Pay up or lose outdoor license
Nonsupport is costly to deadbeat parents

Across Tennessee, more than 240,000 people are ducking their monthly child support payments and doing their best to hide from authorities. 

For the past two licensing seasons, the Department of Human Services has teamed with the Tennessee Wildlife Resources Agency to revoke the hunting and fishing licenses of people who aren't making their monthly child support payments.

So far, more than 1,000 offenders have been brought to justice -- and thousands of children have gotten the money they are entitled to receive.

http://www.commercialappeal.com/mca/outdoors/article/0,1426,MCA_470_4738128,00.html


----------



## WeakSpring (Feb 28, 2003)

Whoa, that's cruel!:xzicon_sm 

Bet they wish they had a kinder, gentler governor like MI has, where you only become A FELON! :yikes: 

Didn't the pilgrims come to "The New World" to escape debtors prisons?!


----------



## Linda G. (Mar 28, 2002)

Maybe they should revoke their driver's licenses instead, would probably be more effective, especially since, in Tennessee, you do not need a hunting license to hunt your own land or your family's land. 

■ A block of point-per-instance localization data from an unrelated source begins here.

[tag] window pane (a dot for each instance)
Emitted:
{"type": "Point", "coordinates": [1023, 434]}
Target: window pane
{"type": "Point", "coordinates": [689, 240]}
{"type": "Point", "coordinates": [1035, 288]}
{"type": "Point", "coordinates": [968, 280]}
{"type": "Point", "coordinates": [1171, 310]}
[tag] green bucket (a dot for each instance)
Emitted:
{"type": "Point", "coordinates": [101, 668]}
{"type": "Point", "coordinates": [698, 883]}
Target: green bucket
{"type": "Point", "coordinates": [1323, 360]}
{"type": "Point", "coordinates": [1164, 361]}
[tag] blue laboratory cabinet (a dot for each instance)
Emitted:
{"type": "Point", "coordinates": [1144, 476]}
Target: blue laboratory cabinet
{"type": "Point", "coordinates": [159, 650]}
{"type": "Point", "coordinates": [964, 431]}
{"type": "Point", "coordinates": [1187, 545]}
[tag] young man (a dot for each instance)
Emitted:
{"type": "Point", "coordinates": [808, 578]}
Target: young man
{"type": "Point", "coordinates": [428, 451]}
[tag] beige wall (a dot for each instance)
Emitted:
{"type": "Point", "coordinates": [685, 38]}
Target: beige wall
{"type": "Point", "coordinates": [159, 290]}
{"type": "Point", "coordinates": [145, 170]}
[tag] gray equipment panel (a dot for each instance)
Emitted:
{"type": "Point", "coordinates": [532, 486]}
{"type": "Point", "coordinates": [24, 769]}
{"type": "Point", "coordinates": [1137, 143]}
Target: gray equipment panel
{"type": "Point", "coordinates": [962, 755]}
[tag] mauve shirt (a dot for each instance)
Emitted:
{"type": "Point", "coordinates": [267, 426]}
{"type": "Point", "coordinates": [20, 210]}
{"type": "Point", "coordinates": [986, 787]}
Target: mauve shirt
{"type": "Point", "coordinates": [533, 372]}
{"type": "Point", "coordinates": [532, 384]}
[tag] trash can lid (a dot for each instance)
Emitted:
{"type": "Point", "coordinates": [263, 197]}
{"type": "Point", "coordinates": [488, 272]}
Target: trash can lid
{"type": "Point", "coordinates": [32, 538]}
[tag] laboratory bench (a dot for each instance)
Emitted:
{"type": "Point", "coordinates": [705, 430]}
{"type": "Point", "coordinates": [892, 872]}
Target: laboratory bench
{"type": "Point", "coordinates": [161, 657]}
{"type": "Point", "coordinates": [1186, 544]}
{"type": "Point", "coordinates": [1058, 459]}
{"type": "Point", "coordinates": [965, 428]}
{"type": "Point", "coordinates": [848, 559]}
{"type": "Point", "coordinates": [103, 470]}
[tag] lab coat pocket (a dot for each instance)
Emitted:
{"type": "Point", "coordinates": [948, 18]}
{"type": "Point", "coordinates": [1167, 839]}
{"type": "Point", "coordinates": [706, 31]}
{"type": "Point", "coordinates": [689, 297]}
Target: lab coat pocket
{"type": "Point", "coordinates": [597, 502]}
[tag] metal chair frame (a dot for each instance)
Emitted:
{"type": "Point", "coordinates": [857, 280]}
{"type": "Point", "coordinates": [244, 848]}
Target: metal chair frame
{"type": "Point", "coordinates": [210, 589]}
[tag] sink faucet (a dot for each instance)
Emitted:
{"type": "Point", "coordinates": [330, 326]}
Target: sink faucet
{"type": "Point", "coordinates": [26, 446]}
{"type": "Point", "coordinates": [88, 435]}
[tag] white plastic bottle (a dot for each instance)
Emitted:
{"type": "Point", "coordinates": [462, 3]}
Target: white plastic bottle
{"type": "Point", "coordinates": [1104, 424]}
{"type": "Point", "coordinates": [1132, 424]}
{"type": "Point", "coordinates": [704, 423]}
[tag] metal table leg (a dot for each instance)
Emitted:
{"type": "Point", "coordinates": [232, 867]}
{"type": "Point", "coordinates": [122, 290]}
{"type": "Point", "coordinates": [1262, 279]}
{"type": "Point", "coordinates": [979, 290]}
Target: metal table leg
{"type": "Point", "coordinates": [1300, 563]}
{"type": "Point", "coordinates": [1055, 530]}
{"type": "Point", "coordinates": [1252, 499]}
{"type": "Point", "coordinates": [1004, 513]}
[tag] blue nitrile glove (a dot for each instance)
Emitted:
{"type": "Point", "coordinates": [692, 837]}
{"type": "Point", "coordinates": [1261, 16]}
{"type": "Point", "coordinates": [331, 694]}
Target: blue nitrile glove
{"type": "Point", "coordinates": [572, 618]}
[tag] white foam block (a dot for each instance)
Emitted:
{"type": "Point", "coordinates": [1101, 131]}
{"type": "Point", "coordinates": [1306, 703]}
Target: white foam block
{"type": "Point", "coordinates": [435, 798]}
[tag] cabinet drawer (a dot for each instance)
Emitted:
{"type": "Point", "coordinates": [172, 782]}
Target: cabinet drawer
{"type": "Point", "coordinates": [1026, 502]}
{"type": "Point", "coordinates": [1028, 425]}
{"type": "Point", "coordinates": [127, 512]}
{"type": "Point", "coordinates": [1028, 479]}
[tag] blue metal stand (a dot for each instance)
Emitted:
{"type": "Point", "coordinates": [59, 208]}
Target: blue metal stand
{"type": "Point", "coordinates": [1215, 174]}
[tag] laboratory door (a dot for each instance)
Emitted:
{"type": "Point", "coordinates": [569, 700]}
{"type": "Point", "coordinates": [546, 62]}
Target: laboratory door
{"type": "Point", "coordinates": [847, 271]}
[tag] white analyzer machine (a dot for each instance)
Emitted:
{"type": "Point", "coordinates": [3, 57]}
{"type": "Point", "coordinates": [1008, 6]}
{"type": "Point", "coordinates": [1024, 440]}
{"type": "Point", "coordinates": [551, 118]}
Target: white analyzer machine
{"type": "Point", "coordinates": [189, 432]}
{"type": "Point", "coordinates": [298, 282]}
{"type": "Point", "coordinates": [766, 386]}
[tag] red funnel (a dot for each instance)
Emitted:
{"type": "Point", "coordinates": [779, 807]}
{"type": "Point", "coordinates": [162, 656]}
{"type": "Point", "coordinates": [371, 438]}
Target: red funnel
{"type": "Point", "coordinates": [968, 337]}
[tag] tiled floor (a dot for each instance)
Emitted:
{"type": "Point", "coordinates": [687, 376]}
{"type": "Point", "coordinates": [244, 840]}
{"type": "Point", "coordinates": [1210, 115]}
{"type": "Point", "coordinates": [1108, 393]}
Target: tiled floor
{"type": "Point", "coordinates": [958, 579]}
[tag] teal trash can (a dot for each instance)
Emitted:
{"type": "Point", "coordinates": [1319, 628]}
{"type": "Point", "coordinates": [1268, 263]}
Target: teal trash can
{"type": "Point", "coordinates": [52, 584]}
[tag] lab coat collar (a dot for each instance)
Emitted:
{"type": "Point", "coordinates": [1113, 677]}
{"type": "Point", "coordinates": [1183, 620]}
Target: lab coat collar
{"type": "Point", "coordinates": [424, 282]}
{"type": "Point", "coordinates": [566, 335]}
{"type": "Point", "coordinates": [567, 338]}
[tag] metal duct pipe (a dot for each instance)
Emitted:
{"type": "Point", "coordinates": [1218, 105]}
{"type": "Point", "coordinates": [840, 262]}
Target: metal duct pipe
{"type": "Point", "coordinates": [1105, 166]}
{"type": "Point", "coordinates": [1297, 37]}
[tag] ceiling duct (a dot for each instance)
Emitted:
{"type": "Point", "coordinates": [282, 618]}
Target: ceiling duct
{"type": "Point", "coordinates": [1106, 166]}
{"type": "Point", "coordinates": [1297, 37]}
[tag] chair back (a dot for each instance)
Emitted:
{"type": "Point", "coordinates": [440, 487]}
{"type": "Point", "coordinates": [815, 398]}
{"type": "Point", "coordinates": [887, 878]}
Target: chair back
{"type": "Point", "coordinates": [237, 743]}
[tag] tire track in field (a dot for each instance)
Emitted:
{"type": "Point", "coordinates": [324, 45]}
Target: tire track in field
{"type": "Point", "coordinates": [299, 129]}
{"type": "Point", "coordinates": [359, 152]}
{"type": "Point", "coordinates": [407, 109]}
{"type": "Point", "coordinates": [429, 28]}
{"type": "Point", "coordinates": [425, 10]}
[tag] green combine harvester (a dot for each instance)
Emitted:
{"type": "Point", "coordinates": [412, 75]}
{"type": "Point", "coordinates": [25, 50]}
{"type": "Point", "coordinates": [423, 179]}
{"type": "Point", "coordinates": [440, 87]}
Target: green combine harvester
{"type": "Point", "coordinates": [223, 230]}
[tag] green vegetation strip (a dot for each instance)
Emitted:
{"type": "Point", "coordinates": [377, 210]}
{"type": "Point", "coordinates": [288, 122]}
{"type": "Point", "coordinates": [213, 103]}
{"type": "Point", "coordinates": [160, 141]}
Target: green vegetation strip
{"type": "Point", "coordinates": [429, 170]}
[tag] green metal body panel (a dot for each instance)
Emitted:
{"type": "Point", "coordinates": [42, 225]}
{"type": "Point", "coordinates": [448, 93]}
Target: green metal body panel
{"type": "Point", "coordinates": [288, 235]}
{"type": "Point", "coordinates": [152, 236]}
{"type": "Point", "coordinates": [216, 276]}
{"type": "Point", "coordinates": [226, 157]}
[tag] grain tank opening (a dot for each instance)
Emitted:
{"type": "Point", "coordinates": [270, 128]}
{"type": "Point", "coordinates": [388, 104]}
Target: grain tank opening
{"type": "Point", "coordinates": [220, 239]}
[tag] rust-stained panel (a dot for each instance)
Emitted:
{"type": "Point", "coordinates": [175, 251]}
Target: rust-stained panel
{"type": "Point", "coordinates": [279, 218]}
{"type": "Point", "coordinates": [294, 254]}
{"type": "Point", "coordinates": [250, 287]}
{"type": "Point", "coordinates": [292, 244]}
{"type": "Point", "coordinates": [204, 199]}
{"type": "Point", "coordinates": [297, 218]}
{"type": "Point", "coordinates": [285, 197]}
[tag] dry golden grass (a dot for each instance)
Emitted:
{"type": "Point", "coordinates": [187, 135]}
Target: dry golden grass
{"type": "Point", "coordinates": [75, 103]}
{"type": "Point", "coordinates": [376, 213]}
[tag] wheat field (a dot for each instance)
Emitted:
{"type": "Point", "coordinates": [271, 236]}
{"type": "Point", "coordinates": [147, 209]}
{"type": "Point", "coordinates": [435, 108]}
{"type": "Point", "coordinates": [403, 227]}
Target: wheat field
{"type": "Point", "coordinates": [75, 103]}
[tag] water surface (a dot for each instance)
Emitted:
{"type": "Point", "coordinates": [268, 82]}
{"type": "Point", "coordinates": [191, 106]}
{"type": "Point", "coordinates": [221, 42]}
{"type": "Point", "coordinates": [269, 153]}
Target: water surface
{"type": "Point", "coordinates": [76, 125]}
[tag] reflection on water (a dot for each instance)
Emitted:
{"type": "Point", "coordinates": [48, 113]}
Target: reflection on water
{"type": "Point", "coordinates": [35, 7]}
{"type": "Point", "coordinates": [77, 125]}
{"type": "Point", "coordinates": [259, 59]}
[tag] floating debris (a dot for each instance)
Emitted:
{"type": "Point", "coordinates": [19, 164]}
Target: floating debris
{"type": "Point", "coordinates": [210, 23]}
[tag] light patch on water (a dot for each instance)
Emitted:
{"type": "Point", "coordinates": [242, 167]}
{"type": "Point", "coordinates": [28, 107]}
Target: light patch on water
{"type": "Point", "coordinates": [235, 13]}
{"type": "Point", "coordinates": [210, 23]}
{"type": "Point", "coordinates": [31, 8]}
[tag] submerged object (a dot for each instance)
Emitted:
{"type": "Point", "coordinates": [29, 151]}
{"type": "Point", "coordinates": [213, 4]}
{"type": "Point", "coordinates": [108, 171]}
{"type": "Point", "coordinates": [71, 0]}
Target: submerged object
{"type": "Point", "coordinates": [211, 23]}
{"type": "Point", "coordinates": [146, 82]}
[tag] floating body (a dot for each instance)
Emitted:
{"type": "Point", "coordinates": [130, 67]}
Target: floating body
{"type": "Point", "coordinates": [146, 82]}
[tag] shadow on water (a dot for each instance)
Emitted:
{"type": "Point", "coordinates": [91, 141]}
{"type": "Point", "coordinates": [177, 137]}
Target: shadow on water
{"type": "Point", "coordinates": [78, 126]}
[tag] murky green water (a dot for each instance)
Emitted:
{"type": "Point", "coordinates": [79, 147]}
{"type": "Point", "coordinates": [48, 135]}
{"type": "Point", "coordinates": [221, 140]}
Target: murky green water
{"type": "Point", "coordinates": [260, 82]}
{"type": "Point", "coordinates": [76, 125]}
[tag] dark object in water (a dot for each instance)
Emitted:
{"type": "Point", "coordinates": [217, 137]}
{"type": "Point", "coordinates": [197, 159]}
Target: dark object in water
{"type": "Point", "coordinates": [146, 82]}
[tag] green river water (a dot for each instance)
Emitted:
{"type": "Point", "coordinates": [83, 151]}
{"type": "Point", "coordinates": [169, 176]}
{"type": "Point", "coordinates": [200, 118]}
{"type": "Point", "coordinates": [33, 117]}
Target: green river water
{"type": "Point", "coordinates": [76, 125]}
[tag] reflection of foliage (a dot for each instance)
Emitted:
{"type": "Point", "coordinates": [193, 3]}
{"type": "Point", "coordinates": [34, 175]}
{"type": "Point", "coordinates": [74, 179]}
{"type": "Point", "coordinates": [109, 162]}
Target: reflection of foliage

And I know for a fact that a lot of people still don't bother to buy any licenses at all for any type of hunting, ever. They just stay on private land, whether it's their own or someone they've gotten permission from. 

I've also been told, on the sly, by a couple of high up muckety mucks in the TWRA, that Tennessee allows very high bag limits for turkeys and other game because the people would take that many, anyway. 

It's a beautiful state, and people are learning, but they still have a long way to go when it comes to conservation.


----------



## skulldugary (Apr 12, 2003)

Good!!!If the dead beat dads can afford to hunt and fish,then they should be able to pay thier child support.I've been looking at properties in the tri state area(Ky,Tenn,Va.).I have family in that area and a lot of that stuff is blamed on economic distress...Phooy...If you can afford to buy top of the line hunting and fishing gear and take time off of work to get outdoors,then you should be paying to take care of your kids.


----------



## Linda G. (Mar 28, 2002)

I don't know about "top of the line" gear, but I see a lot of folks in TN buying all kinds of hunting and fishing stuff in Wal-Mart. Every gadget you can imagine, my host down there bought a "cough muffler" this year to add to his 7000 other gadgets that you really don't need. Half his stuff he has to go back out and look for cause he forgot and left it laying there  ...


----------